- Occupation(s): Businessman, owner of AFC Bournemouth 2011–2022

= Maxim Demin =

Russian businessman

Maxim Victorovich Demin (born October 1969) is a Russian-born British businessman. In 2011, Demin became co-owner of then Football League side AFC Bournemouth with Eddie Mitchell, reportedly paying £850,000 for his share of the club. Subsequently in 2015 the club were promoted to the Premier League. In 2015, he sold a 25% share in the club to Peak 6 Investments. In 2019, he repurchased the 25% share in the club to become the sole shareholder.
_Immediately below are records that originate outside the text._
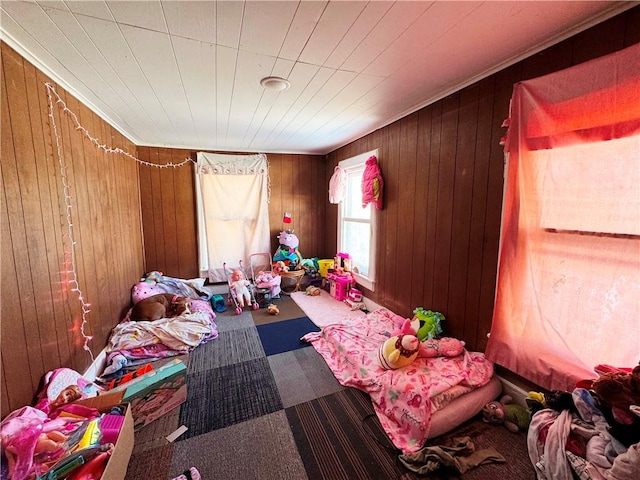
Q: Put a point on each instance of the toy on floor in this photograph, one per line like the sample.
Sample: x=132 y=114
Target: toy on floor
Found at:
x=398 y=351
x=429 y=323
x=313 y=291
x=514 y=417
x=555 y=399
x=241 y=291
x=288 y=250
x=442 y=347
x=191 y=474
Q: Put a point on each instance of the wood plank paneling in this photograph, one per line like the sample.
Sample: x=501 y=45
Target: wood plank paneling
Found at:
x=45 y=315
x=457 y=188
x=169 y=212
x=450 y=232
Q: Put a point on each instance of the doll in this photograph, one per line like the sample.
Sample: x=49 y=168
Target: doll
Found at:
x=239 y=285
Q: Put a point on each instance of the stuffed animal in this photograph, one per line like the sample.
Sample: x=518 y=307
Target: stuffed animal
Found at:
x=617 y=391
x=239 y=285
x=443 y=347
x=514 y=417
x=153 y=277
x=280 y=267
x=429 y=323
x=398 y=351
x=162 y=305
x=142 y=290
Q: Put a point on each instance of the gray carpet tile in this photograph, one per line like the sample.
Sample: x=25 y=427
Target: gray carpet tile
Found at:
x=262 y=448
x=228 y=395
x=293 y=385
x=288 y=309
x=228 y=320
x=231 y=347
x=302 y=375
x=317 y=372
x=153 y=435
x=151 y=464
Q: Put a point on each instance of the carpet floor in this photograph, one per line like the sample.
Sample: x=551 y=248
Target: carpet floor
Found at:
x=261 y=404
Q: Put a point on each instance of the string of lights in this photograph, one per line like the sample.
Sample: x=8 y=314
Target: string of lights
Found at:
x=72 y=271
x=52 y=92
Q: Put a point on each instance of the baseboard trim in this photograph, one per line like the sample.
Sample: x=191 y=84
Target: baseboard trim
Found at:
x=96 y=367
x=517 y=392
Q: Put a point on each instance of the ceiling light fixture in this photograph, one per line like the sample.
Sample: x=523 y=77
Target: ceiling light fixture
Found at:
x=275 y=83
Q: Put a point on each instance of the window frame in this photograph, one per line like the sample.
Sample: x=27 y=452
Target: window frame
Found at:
x=350 y=166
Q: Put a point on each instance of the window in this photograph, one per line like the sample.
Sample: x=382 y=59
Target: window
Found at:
x=356 y=225
x=568 y=288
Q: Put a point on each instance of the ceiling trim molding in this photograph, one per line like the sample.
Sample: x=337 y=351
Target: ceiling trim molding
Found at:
x=35 y=61
x=616 y=9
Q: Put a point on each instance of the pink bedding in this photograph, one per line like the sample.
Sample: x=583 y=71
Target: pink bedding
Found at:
x=402 y=399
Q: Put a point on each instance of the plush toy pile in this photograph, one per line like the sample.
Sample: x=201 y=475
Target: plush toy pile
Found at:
x=417 y=334
x=514 y=417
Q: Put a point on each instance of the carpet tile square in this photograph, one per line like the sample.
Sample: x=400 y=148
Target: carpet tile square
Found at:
x=228 y=395
x=234 y=346
x=261 y=448
x=285 y=336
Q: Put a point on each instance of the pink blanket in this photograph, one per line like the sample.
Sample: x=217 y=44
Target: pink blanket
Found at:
x=401 y=398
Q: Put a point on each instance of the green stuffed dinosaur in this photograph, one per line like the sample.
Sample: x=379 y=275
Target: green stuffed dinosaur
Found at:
x=514 y=417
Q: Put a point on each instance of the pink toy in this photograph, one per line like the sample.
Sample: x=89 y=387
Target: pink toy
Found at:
x=239 y=285
x=443 y=347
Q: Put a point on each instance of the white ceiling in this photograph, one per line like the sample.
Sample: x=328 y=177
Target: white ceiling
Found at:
x=186 y=74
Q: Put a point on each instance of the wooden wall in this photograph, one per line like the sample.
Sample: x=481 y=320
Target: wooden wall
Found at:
x=169 y=212
x=40 y=316
x=443 y=168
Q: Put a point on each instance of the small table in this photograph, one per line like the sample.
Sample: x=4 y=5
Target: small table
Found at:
x=294 y=274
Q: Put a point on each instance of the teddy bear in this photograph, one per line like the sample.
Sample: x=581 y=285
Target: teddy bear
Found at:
x=617 y=392
x=280 y=267
x=430 y=347
x=443 y=347
x=398 y=351
x=514 y=417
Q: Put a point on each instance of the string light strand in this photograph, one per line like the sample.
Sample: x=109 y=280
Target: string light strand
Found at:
x=72 y=272
x=51 y=92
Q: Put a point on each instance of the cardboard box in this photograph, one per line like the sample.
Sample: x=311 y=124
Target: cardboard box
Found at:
x=157 y=392
x=117 y=466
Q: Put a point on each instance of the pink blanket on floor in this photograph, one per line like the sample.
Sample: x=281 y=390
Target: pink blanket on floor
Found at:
x=401 y=398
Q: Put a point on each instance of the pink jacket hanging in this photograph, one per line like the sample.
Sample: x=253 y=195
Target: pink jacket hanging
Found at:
x=337 y=185
x=372 y=183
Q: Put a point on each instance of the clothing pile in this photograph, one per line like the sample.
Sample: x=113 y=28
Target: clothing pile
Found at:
x=596 y=438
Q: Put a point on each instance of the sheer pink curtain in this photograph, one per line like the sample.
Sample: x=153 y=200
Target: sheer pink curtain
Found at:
x=568 y=289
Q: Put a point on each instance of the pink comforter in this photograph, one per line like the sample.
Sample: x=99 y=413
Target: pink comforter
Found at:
x=401 y=398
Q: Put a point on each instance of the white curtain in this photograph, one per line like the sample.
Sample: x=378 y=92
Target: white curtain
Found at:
x=233 y=213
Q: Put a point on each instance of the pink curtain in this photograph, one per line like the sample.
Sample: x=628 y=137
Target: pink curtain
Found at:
x=568 y=288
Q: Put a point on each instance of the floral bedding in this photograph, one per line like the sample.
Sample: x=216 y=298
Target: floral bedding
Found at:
x=401 y=398
x=133 y=343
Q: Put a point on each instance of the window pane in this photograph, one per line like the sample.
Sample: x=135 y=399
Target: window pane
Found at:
x=356 y=243
x=353 y=200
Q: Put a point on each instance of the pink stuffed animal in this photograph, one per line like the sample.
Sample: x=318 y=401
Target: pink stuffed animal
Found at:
x=443 y=347
x=239 y=285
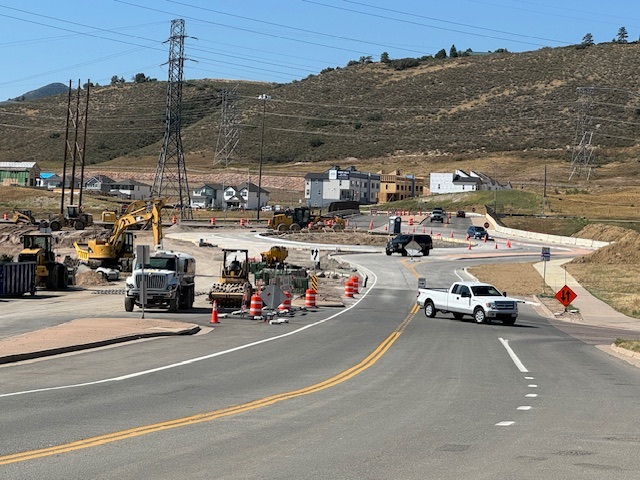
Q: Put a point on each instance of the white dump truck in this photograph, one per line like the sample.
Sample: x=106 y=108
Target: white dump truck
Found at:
x=170 y=281
x=481 y=301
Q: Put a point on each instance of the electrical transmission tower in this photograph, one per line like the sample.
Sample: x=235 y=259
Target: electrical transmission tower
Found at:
x=228 y=133
x=171 y=174
x=583 y=149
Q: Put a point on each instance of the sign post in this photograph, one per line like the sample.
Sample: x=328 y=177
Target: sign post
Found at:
x=565 y=296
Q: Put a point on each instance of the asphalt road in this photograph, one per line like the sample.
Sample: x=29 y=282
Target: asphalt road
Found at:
x=377 y=391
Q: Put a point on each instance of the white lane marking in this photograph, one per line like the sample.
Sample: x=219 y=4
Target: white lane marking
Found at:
x=504 y=424
x=197 y=359
x=513 y=356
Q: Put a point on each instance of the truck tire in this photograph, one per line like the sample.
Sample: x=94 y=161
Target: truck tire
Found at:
x=429 y=309
x=479 y=316
x=129 y=302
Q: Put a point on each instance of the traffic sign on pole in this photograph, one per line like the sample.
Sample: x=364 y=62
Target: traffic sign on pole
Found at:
x=565 y=295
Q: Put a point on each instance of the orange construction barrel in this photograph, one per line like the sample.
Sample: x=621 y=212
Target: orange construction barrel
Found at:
x=354 y=281
x=255 y=309
x=286 y=305
x=348 y=289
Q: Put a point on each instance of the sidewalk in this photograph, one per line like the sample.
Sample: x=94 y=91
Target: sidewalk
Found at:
x=86 y=333
x=593 y=311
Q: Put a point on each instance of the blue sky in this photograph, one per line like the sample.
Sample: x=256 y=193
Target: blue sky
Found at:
x=45 y=41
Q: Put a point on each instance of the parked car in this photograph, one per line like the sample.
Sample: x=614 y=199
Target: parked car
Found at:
x=477 y=232
x=109 y=274
x=398 y=243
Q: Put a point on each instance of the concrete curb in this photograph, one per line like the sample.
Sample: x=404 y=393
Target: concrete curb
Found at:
x=86 y=346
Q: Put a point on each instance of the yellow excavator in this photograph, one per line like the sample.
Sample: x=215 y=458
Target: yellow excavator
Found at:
x=302 y=217
x=118 y=250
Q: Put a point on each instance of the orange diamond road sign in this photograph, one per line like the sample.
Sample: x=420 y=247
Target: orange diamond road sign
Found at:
x=565 y=295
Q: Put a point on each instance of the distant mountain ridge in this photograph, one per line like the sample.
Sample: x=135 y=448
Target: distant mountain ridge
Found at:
x=46 y=91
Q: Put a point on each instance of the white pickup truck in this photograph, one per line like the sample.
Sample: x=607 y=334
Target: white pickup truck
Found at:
x=480 y=300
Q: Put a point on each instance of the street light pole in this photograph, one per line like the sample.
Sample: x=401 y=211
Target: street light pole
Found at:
x=264 y=99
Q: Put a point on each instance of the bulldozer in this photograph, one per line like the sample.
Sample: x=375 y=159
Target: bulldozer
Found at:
x=117 y=251
x=38 y=247
x=302 y=217
x=73 y=217
x=234 y=289
x=275 y=256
In December 2022, Demin sold his 100% stake as AFC Bournemouth owner to Black Knight Football Club, with its Managing General Partner, Vegas Golden Knights owner Bill Foley, becoming the new chairman of the club, ending Demin's 11 year association with AFC Bournemouth. Demin is also noted as one of the beneficiaries of the NK Celje football club, Slovenia.

Demin has been involved in the petrochemicals industry and as a trader. Demin was not targeted for sanctions by the UK government in response to Russia's February 2022 invasion of Ukraine. This is because he had become a UK citizen.

==Property==
Demin spent £5 million on a mansion in Sandbanks (Dorset), having bought a 50% interest in the nearby professional football club, AFC Bournemouth.